Greetings,
We are using RE2/J to attempt to detect which pattern matched an input, out of a fairly long disjunction of patterns. In other words, we are using the engine like the following (simplified example).
if (Pattern.compile("abcd|efgh|ijkl").matches(input)) {
// pattern set 1 matched
} else if (Pattern.compile("mnop|qrst|uvwx").matches(input)) {
// pattern set 2 matched
}
// etc.
This is working well, but I was trying to figure out if it would be more efficient to somehow have a single RE2 instance, and use some other kind of metadata to detect whether "pattern set 1" or "pattern set 2" had actually matched. So first I tried updating to RE2/J 1.3, which adds support for named groups, and writing something like
Matcher matcher = Pattern.compile("(?P<1>abcd|efgh|ijkl)|(?P<2>mnop|qrst|uvwx)").matcher(input);
try {
matcher.group("1");
// pattern set 1 matched
} catch (IllegalArgumentException e) {
// pattern set 1 did not match
}
// etc.
This was unsurprisingly very slow, and not just because of the exception handling (I made a quick tweak to add a hasGroup method to avoid the exception handling overhead, which didn't really help).

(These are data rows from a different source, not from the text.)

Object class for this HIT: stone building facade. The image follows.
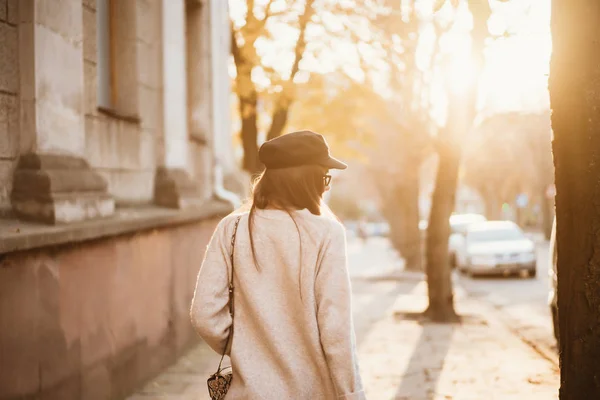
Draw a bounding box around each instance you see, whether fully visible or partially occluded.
[0,0,236,399]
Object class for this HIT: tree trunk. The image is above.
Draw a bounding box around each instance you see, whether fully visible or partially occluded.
[425,144,460,322]
[267,106,290,140]
[382,167,422,271]
[240,94,262,175]
[480,188,502,221]
[549,0,600,400]
[398,167,422,271]
[540,186,554,240]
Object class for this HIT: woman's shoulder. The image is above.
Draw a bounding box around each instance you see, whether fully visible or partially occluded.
[216,211,248,232]
[296,213,346,236]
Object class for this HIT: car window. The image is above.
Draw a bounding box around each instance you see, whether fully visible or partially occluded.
[467,228,525,242]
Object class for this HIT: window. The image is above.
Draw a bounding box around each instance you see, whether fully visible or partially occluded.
[96,0,138,118]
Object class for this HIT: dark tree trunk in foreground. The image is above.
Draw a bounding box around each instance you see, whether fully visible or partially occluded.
[425,144,460,322]
[549,0,600,400]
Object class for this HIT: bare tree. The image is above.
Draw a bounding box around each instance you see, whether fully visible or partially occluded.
[425,0,491,321]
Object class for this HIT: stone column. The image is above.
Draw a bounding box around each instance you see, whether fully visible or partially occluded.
[154,0,203,208]
[11,0,114,223]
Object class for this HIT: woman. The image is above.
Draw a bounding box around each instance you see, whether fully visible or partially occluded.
[191,131,364,400]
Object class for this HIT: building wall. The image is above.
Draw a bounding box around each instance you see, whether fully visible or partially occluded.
[0,0,19,216]
[0,0,238,400]
[0,220,216,399]
[83,0,163,204]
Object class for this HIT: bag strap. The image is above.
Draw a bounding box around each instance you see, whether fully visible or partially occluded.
[217,215,242,374]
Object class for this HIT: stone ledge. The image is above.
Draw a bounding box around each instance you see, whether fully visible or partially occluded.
[0,200,233,254]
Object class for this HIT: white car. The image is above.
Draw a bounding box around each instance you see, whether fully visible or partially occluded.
[548,218,560,344]
[457,221,537,278]
[448,214,487,267]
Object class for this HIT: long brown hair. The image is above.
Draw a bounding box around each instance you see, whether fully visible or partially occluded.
[248,165,327,294]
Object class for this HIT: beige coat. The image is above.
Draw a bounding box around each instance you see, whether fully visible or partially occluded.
[191,210,365,400]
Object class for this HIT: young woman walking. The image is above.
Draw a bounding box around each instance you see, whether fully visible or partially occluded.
[191,131,364,400]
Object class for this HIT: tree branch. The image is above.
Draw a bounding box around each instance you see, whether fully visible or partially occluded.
[289,0,315,82]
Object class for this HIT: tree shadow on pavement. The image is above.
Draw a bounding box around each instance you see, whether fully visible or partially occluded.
[394,321,456,400]
[352,280,419,345]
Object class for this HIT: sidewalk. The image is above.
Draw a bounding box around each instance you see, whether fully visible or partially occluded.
[129,274,559,400]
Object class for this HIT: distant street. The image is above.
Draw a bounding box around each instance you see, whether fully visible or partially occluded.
[129,233,559,400]
[458,241,557,362]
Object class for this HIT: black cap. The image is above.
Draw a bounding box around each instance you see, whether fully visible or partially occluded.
[258,131,348,169]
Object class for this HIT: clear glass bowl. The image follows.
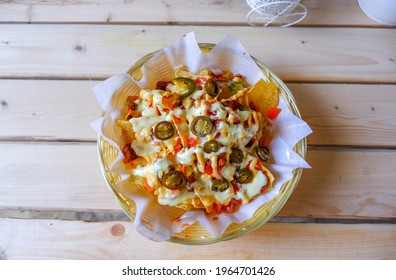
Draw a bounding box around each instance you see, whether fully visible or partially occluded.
[98,43,307,245]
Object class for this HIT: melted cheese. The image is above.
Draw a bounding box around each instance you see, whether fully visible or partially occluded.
[122,71,274,210]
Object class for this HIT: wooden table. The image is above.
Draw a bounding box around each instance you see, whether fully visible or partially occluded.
[0,0,396,259]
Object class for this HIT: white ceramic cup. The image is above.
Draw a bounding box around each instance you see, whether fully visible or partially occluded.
[357,0,396,25]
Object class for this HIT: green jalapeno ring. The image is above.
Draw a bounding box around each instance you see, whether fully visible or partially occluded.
[204,139,220,154]
[190,116,213,137]
[204,78,220,97]
[173,77,197,99]
[211,178,230,192]
[154,121,175,140]
[256,146,270,161]
[234,168,253,184]
[161,170,187,190]
[230,148,243,164]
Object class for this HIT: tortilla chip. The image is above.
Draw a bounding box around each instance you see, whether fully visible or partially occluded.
[116,120,135,139]
[247,79,279,117]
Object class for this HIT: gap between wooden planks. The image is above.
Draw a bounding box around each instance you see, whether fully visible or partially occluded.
[0,142,396,219]
[0,0,390,26]
[0,219,396,259]
[0,80,396,148]
[0,24,396,83]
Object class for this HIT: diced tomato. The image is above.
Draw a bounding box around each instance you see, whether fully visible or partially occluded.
[223,198,242,213]
[260,185,268,193]
[187,137,198,147]
[172,189,180,195]
[209,110,217,116]
[204,159,213,175]
[214,203,223,214]
[217,153,227,173]
[175,137,183,154]
[172,114,181,124]
[232,117,241,124]
[195,77,207,85]
[122,143,138,164]
[187,173,196,184]
[267,108,282,120]
[212,74,229,82]
[155,81,171,90]
[144,178,154,192]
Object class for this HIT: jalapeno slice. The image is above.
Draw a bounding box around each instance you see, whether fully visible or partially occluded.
[230,148,243,163]
[234,168,253,184]
[256,146,270,161]
[190,116,213,137]
[173,77,197,99]
[204,140,220,154]
[212,178,230,192]
[154,121,175,140]
[161,170,187,190]
[204,78,220,97]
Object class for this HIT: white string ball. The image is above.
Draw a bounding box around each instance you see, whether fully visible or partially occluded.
[246,0,307,27]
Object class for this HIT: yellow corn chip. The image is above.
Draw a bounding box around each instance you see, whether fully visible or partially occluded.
[247,79,279,116]
[116,120,135,139]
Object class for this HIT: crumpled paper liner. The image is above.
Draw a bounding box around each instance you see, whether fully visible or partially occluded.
[91,33,312,241]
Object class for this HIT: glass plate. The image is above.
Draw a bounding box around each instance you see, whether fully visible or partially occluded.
[97,43,307,245]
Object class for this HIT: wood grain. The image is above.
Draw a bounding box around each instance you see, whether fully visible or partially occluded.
[0,142,396,219]
[0,80,396,147]
[0,0,381,26]
[0,219,396,260]
[0,24,396,83]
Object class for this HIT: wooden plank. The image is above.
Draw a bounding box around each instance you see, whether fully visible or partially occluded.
[0,142,396,219]
[0,24,396,83]
[287,83,396,147]
[0,0,381,26]
[0,142,121,211]
[0,80,101,141]
[0,219,396,260]
[0,80,396,147]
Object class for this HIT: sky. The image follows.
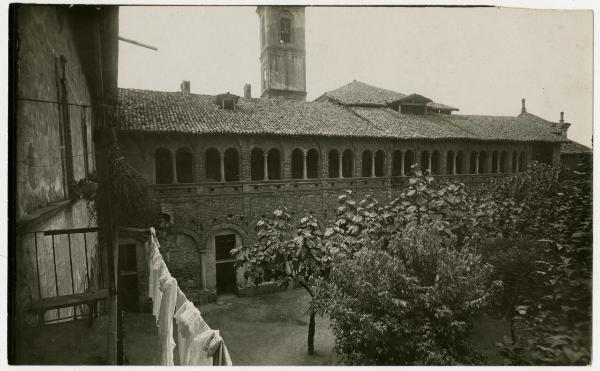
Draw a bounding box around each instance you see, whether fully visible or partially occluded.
[119,6,593,146]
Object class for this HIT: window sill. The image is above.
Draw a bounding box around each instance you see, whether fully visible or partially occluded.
[16,200,75,231]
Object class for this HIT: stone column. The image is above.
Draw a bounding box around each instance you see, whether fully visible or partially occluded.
[263,152,269,180]
[219,153,225,182]
[452,153,456,175]
[171,153,177,183]
[371,152,375,178]
[427,153,433,174]
[400,153,404,176]
[302,149,308,179]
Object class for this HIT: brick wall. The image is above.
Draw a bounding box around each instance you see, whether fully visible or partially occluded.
[119,133,552,301]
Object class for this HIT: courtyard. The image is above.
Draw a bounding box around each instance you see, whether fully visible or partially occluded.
[124,289,509,366]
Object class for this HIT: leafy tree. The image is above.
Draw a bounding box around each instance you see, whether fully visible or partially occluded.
[313,223,493,365]
[482,163,592,365]
[231,206,331,354]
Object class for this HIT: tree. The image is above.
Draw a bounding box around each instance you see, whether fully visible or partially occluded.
[231,206,331,354]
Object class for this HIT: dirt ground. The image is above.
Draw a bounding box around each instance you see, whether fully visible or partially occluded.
[124,289,336,366]
[124,289,508,366]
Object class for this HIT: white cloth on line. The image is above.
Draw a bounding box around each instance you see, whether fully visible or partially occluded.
[175,300,210,365]
[158,274,177,366]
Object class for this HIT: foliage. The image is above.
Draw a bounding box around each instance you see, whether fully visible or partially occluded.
[231,206,331,354]
[313,223,492,365]
[101,150,161,227]
[491,164,592,365]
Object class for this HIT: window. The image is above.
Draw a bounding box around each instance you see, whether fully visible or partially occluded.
[328,149,340,178]
[204,148,221,182]
[456,151,464,174]
[279,17,292,43]
[375,150,385,176]
[361,150,373,177]
[404,150,415,175]
[267,148,281,180]
[154,148,173,184]
[392,151,404,176]
[292,148,304,179]
[469,151,477,174]
[431,151,440,175]
[223,148,240,182]
[56,55,75,198]
[342,149,354,178]
[175,148,194,183]
[500,151,508,173]
[250,148,265,180]
[446,151,456,175]
[306,148,319,179]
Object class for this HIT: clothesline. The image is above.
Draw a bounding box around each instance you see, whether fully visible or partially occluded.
[143,228,232,366]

Next, I tried implementing a new "mark" and instruction in RE2, to simply mark an integer in a bitmask during machine evaluation. So instead of the above, we could have
Matcher matcher = Pattern.compile("(?M<1>abcd|efgh|ijkl)|(?M<2>mnop|qrst|uvwx)").matcher(input);
if (matcher.getMarks().get(1)) {
// pattern set 1 matched
} else if (matcher.getMarks().get(2)) {
// pattern set 2 matched
}
// etc.
You can see the commit that implements this
here. It seems to work fine (aside from some corner cases, which I would need to fix if proceeding), but performance is actually not very good when I plug this into our "real" code. I'm not sure if that is due to the fact that certain optimizations in Parser are unavailable to me when using the marks (ex: maybeConcat), or if it's because a longer NFA of the disjunction of two patterns performs worse than two separate NFA instances for each separate pattern, beyond a certain point of complexity, or if it's due to some other reason.
Does this seem like it has the potential to work, if I implement more optimizations? Is the general idea fine but I'm on the wrong track? Or is what I'm trying to accomplish fundamentally impossible? Any feedback is welcome; thanks.